The invention discloses a modeling method for pulverized coal fired boiler combustion optimization. The method concretely comprises the steps of (a) preprocessing data; (b) carrying out dimensionality reduction on independent variables: carrying out dimensionality reduction on the model independent variables in a boiler combustion process by an intelligent evolutionary genetic algorithm; (c) establishing models: based on the screening of the model independent variables, respectively establishing the soft measurement models taking nitrogen oxide (NOX) emission and unburned carbon in flue dust as targets by using a radial nerve network; (d) analyzing an error.

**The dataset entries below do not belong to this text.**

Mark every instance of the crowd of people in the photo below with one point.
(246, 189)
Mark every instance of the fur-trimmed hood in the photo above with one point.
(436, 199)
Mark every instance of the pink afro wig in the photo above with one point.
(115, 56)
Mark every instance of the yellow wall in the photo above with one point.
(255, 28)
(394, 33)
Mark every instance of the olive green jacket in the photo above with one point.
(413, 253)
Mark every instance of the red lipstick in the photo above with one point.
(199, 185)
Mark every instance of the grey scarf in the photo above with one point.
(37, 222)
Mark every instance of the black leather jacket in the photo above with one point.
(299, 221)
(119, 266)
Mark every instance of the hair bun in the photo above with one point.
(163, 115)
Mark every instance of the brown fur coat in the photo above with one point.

According to the modeling method, screening and dimensionality reduction are carried out on the independent variables in the boiler combustion process by the intelligent evolutionary genetic algorithm, whether the independent variables take part in modeling or not can be selected according to an optimization result which is 0 or 1, and then modeling is carried out on the independent variables taking part in modeling by the radial nerve network; the modeling time and complexity are reduced while higher fitting precision and prediction accuracy are obtained, and a reliable model foundation is provided for boiler combustion optimization.

Description

【Technical field】 [0001] The invention relates to the technical field of pulverized coal boiler control, in particular to the technical field of optimal control of the combustion process of the pulverized coal boiler. 【Background technique】 [0002] Combustion optimization of pulverized coal boilers is an important measure to improve the economy and environmental protection of power plants, but before realizing combustion optimization, it is necessary to model the combustion process of the boiler. Generally speaking, the optimization target is boiler thermal efficiency and NO X emissions, but in the modeling process, usually consider the carbon content of fly ash and NO X Modeling the emissions, and then using heat balance formulas to convert the carbon content of fly ash into boiler thermal efficiency. On this basis, through intelligent algorithms to optimize the adjustable auxiliary variables, the boiler combustion modeling-optimization is realized. the whole process. ...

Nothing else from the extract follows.